Harmon has clearly worked hard to appreciate the context in which he believes the book of Revelation to have been written, and he provides a fairly insightful exoteric reading with a number of unusual features. Most notably, he presents a collaborative rivalry between John of Patmos (whom he collapses unimpressively with John the Apostle, and somewhat more convincingly with John of Gischala) and Flavius Josephus. The latter of these is the second beast from Revelation 13:11-15, according to Harmon. In general, Harmon takes the Apocalypse to have been penned a few years after the fall of Jerusalem in 70 e.v., and he understands John’s visions to cover the events of that war, as well as near-future eschatological anticipation. Despite its late and contentious entry into the Biblical canon, Harmon advances Revelation as one of the three earliest documents of the Christian scriptural tradition, along with the Gospel of Mark and the “genuine” Pauline epistles. 

To his credit, Harmon seems to take pains to provide evidence contradicting his own favored hypotheses in many instances. Despite the obvious labor and detail involved with the book, though, Harmon does not provide a scholarly apparatus to support his claims beyond a list of eighteen titles for “further reading” and a tiny handful of footnotes, and he occasionally makes obvious errors. His notion about the extensive circulation of the doctrine of original sin in the first century (287) contradicts the ideas I have formed reading more persuasive authors like Elaine Pagels. 

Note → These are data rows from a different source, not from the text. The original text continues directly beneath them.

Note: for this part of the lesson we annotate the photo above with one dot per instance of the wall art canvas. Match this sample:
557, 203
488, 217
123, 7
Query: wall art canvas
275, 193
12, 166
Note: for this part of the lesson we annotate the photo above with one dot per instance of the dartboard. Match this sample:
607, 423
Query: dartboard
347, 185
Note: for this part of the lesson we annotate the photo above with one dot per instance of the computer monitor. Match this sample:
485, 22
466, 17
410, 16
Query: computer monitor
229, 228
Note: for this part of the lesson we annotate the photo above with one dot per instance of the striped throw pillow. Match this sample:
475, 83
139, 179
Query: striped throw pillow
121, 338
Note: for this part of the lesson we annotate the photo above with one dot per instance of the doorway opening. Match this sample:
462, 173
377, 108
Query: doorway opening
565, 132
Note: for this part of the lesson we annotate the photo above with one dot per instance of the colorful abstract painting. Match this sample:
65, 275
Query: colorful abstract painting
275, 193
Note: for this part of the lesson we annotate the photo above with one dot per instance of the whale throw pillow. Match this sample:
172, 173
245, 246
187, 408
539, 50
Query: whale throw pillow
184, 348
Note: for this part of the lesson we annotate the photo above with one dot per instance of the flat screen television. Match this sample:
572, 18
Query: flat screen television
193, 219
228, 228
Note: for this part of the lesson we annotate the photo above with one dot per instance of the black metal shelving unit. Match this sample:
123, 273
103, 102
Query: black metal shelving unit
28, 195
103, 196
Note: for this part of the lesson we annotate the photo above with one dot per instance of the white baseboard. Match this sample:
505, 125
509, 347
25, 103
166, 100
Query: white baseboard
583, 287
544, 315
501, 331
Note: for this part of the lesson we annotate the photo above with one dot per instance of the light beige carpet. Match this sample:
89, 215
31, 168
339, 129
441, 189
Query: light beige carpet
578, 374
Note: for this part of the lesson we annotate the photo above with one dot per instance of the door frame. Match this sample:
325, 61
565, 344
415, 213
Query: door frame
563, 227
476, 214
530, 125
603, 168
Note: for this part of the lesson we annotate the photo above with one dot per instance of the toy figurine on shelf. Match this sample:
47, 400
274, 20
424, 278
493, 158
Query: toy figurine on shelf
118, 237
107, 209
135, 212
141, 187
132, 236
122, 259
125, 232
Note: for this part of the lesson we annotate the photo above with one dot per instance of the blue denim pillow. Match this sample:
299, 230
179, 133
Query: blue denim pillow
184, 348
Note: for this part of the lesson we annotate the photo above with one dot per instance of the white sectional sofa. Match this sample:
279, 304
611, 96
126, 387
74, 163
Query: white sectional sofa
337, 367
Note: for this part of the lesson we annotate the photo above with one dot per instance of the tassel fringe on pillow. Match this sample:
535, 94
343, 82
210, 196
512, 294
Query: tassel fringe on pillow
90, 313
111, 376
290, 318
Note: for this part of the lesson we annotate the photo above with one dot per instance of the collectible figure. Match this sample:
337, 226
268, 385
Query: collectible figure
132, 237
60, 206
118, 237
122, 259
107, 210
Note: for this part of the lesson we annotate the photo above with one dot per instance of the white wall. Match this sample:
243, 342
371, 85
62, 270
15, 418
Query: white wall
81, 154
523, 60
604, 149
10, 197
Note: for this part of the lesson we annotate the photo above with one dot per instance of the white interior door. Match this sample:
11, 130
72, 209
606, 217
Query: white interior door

Harmon refers to his own reconstruction of the first-century reception of Revelation as a “plausible fiction” (86), while skating over the fact that the object of his study actually presents an incredible myth. A full understanding of the Apocalyptic text takes more than knowledge of the period in which it was (may have been?) written, with attention to its events and personalities. It requires some familiarity with the “vision state” taken for granted by Harmon (74), as well as the sort of realization of the story’s symbolic power demonstrated in such studies as Jung’s Answer to Job and D. H. Lawrence’s Apocalypse.